Manchmal haben sich Euphemismen so ausgebreitet, dass sie
niemandem mehr auffallen. Dass es wohl in jeder Regierung einen
Verteidigungsminister gibt, versteht sich von selbst. Dass das gleiche Amt in
nicht so ferner Vergangenheit Kriegsminister hiess, haben wir meist schon
vergessen.
Damit verbunden wurde der Kriegsfall zum Verteidigungsfall,
eine Offensive wird auch gerne Militärschlag genannt. Dass sich hinter einer ethnischen
Säuberung ein Völkermord verbergen könnte, wird ganz schnell ausgeblendet. Und
auch Kernwaffen klingen doch etwas harmloser als Atombomben. Und weil auch
das Wort Kernwaffen schon zu viel von seinem verhüllenden Charakter verloren
hat, taucht immer häufiger der neue Euphemismus auf: „Modernste Waffen“.
Apropos Krieg: Als Oliver Stone 1986 den Film „Platoon“ ins
Kino brachte, hat er den Film als „Antikriegsfilm“ bezeichnet. Der Begriff traf
den Nerv der Zeit, von einem Tag auf den anderen wurde die Genrebezeichnung „Antikriegsfilm“
in vielen Programmzeitschriften eingeführt, ganz gleich, ob „Rambo“, „Apocalypse
now“ oder „Der längste Tag“ gezeigt wurde.
Dass einen der Chef von der Arbeit freisetzt sollte kein
Anlass zum Jubel sein, denn dahinter verbirgt sich eine Entlassung. Vielleicht
wird diese Entlassung mit einem Minuswachstum begründet.
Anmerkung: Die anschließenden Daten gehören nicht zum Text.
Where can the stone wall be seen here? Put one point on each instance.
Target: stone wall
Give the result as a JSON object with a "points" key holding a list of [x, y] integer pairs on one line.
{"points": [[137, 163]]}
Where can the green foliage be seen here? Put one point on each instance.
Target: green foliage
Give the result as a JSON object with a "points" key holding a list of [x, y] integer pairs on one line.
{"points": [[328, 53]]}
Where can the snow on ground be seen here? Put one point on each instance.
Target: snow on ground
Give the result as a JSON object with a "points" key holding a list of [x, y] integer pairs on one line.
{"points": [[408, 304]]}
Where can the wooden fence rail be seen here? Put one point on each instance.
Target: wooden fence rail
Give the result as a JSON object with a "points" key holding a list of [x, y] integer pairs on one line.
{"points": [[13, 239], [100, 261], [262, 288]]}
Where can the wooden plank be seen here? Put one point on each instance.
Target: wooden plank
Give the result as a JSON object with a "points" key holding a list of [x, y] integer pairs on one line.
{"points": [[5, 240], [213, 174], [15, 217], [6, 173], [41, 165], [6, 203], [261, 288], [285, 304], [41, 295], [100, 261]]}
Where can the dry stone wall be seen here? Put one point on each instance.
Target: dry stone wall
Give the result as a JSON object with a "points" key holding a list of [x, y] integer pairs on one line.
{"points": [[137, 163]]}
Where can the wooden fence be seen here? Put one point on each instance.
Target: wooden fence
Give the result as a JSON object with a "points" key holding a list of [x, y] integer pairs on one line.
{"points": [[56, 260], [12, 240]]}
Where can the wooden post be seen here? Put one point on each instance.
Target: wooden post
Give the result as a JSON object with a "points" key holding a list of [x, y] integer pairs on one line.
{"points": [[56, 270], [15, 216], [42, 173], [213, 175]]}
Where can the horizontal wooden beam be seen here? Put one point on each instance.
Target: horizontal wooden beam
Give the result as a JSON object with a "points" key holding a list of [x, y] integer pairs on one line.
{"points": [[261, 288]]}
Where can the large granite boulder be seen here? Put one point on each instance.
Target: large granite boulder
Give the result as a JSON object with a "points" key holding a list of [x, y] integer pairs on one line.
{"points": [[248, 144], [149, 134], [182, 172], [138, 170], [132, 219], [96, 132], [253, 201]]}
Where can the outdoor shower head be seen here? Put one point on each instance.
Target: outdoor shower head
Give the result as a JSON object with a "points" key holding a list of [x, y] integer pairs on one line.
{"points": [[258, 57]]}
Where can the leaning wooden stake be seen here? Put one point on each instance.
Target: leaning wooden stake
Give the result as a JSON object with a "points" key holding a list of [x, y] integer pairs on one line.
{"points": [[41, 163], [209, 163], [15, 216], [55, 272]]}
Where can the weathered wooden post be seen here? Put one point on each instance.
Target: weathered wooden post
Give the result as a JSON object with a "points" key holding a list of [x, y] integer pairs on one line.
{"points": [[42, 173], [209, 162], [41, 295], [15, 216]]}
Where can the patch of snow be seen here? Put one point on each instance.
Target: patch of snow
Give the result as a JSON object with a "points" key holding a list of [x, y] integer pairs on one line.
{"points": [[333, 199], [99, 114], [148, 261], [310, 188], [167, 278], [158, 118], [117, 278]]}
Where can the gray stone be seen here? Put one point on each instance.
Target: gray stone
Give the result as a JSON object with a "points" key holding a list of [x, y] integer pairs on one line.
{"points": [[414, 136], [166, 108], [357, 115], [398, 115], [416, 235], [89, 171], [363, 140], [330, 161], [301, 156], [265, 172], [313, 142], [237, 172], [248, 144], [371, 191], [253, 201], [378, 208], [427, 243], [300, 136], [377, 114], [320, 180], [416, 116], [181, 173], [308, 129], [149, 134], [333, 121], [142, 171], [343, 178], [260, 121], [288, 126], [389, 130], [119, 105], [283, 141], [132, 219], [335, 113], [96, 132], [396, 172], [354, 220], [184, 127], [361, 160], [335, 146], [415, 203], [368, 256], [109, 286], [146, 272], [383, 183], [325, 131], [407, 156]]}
Man könnte es
natürlich auch einfach Rezession nennen.
Natürlich werden auch Eigenschaften von Menschen in
beschönigende Worte gepackt. Hat einer eine Rubensfigur, so ist er dick, gilt
jemand als bildungsfern, hält man ihn für dumm. Und weil man halt manchmal
nicht von Armen sprechen will, bezeichnet man die entsprechende Gruppe einfach
als wirtschaftlich schwach.
Ein Euphemismus wird manchmal über Nacht geboren. So
beglückte die PR-Beraterin von DJ Trump, Kellyanne Conway, uns am Wochenende mit einer
besonderen Wortschöpfung: „alternative Fakten“.
Endlich sind Fakten nicht mehr
an Wahrheiten gebunden!
Früher musste man für die gleiche Aussage das unschöne
und deshalb zu vermeidende Wort „Lügen“ gebrauchen.
Da ich mit einer Geschichte aus der Bibel begonnen habe
liegt die Versuchung nahe, mal zu schauen, was aus ein paar ausgewählten Versen
passieren könnte, wenn der neu entstandene Euphemismus in einigen Jahren in eine
revidierte Bibelübersetzung Einzug hält:
Psalm 4;3: Wie lange werdet ihr Eitles lieben und alternative
Fakten suchen?
Eph. 4;25: Deshalb legt die alternativen Fakten ab und redet
Wahrheit, ein jeder mit seinem Nächsten.